Saturday, May 1, 2010

Just the Facts of Climate Science

This site was initially motivated by the theft of climate scientists' data which was reported throughout the corporate media, without any fact-checking, as "climategate" but this should quickly become an accessible reference for clarifying all popular misconceptions about climate science, and eventually, about environment and energy policy, too. The organizing principle of this website is that any conversation, from the most basic coordination of plans among friends to a national debate about climate policy, must be based on a shared set of facts, and a shared understanding of how those facts interact to be worthwhile. While the vested financial interests of corporations and their "think" tanks are fair game, the focus will not be on various parties' bias, but on objective facts, how they are proved, and the magnitude of uncertainty of what cannot be absolutely proved, but can be estimated within a well-defined range.
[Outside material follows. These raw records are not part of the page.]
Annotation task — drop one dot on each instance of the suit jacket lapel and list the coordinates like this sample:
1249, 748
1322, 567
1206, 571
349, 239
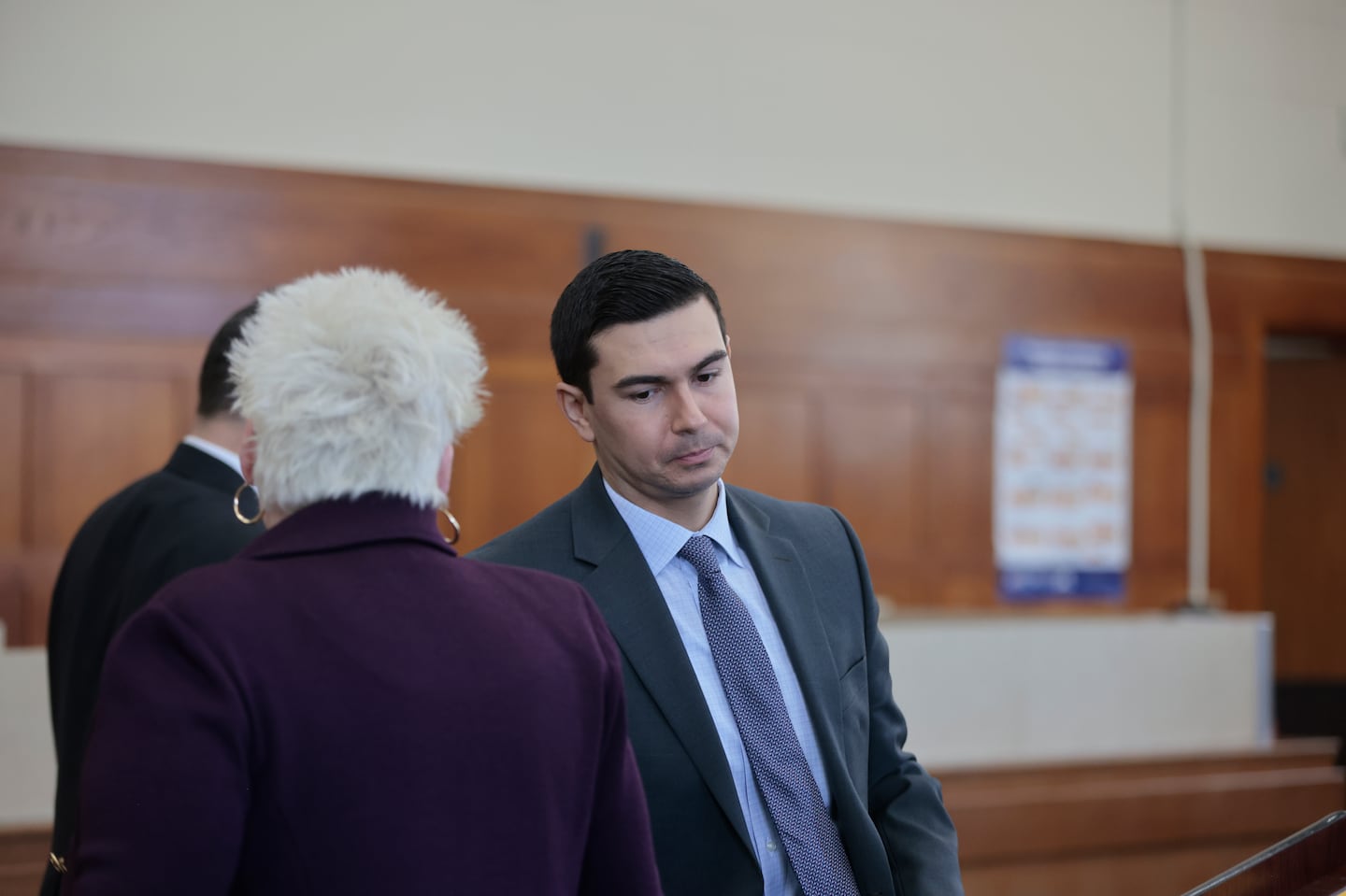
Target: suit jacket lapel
637, 615
795, 611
One thing we know with absolute certainty is that carbon dioxide causes warming. The best online resource to explain how this came to be known is the historical account by Spencer Weart & American Institute of Physics of the origin of the Greenhouse Gas Theory in the nineteenth century, when scientists found evidence of a past ice age in the fossil record, and began trying to understand what had caused it. It's fascinating, and everybody should read as much of it as you can, but even that resource is likely to be challenging for anybody who is not at least a college physics student. So the first steps are to understand the electromagnetic spectrum and how heat transfer causes weather and climate in enough detail to understand The Greenhouse Theory, without unnecessary jargon.

COMMENT POLICY is simple.

  1. Make your grammar and spelling respectable.
  2. If you're asking me a question, ask your questions the smart way.
  3. If you're arguing, do so civilly, and support your argument with original, authoritative sources of fact -- meaning peer reviewed science and official records -- not with op-eds. When I want Anthony Watts' opinion, or Roger Pielke, Jr's or Steve McIntyre's, I'll give it to them!